— Вот что, Дима, — нарушила затянувшееся молчание Ганна Алексеевна, — поговорю-ка я с директором рыбозавода: не возьмут ли тебя учеником в бухгалтерию? У меня завтра занятия во вторую смену, как раз будет время… А ты после двух приходи прямо к нему. Знаешь, где контора?
Я кивнул.
— Хоть бы приняли. Обскажите все, как есть, — оживилась Степаниха.
— Отец хотел, чтобы я стал моряком, — понуро сказал я.

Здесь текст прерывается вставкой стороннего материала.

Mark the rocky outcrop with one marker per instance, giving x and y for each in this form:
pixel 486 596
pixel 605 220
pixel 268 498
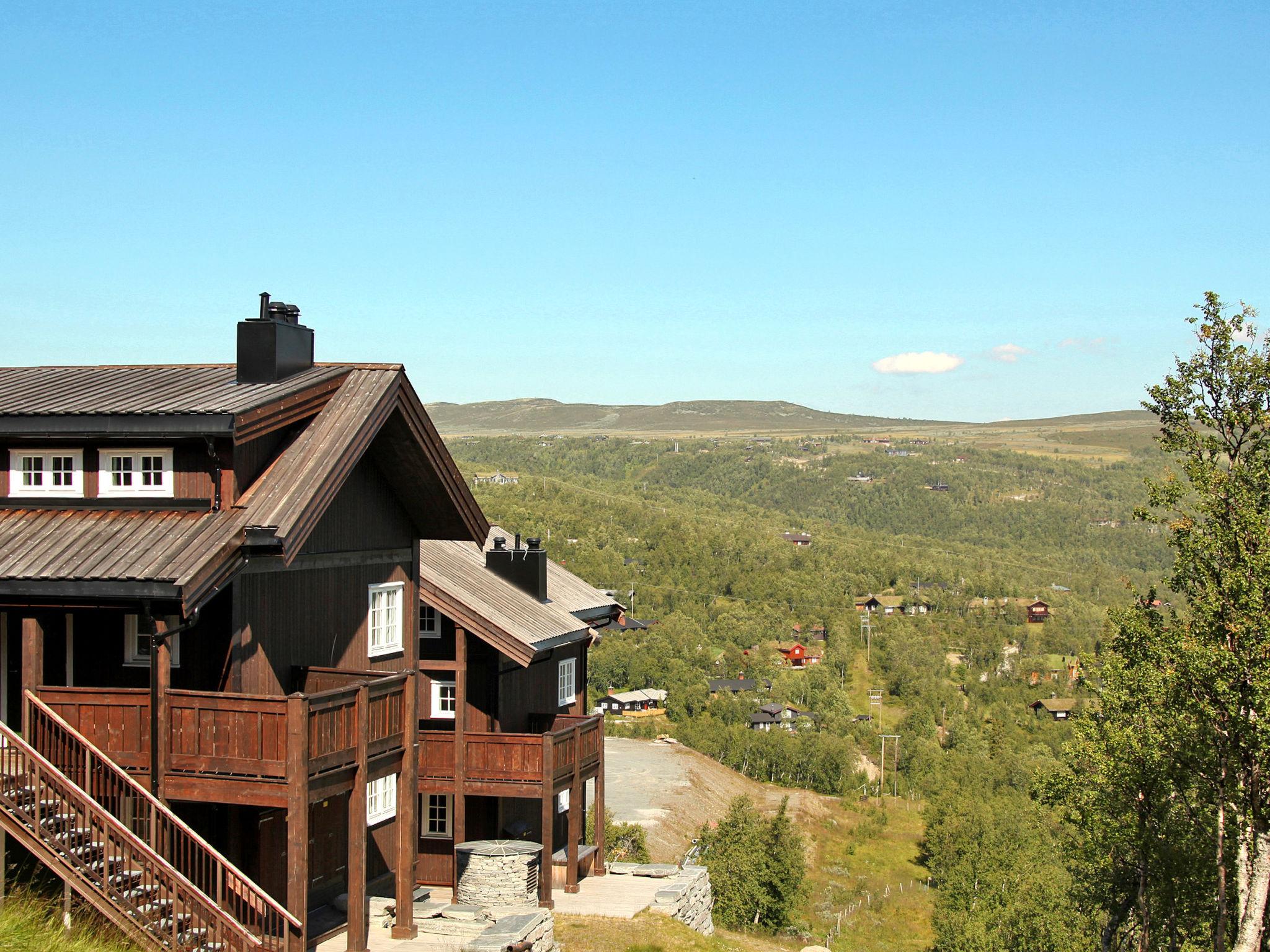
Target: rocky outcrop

Ганна Алексеевна вздохнула — в классе говорили, будто ее муж тоже был флотским.
— На булгахтера выучишься, работа чистая, завсегда в тепле, — сказала Степаниха, вдевая в иглу нитку.
Я промолчал. Ссыльных из «нового контингента» на «чистую» работу не брали.
Два барака, где солили и вялили рыбу, бондарка и приземистая бревенчатая контора — все это, спешно построенное во время войны, громко именовалось рыбозаводом. Рыбаки гослова и ближних артелей сдавали сюда свой улов: отсюда рыбу отправляли в Томск и дальше — на фронт. Работали здесь в основном эвакуированные из Ленинграда, из Крыма, из Одессы.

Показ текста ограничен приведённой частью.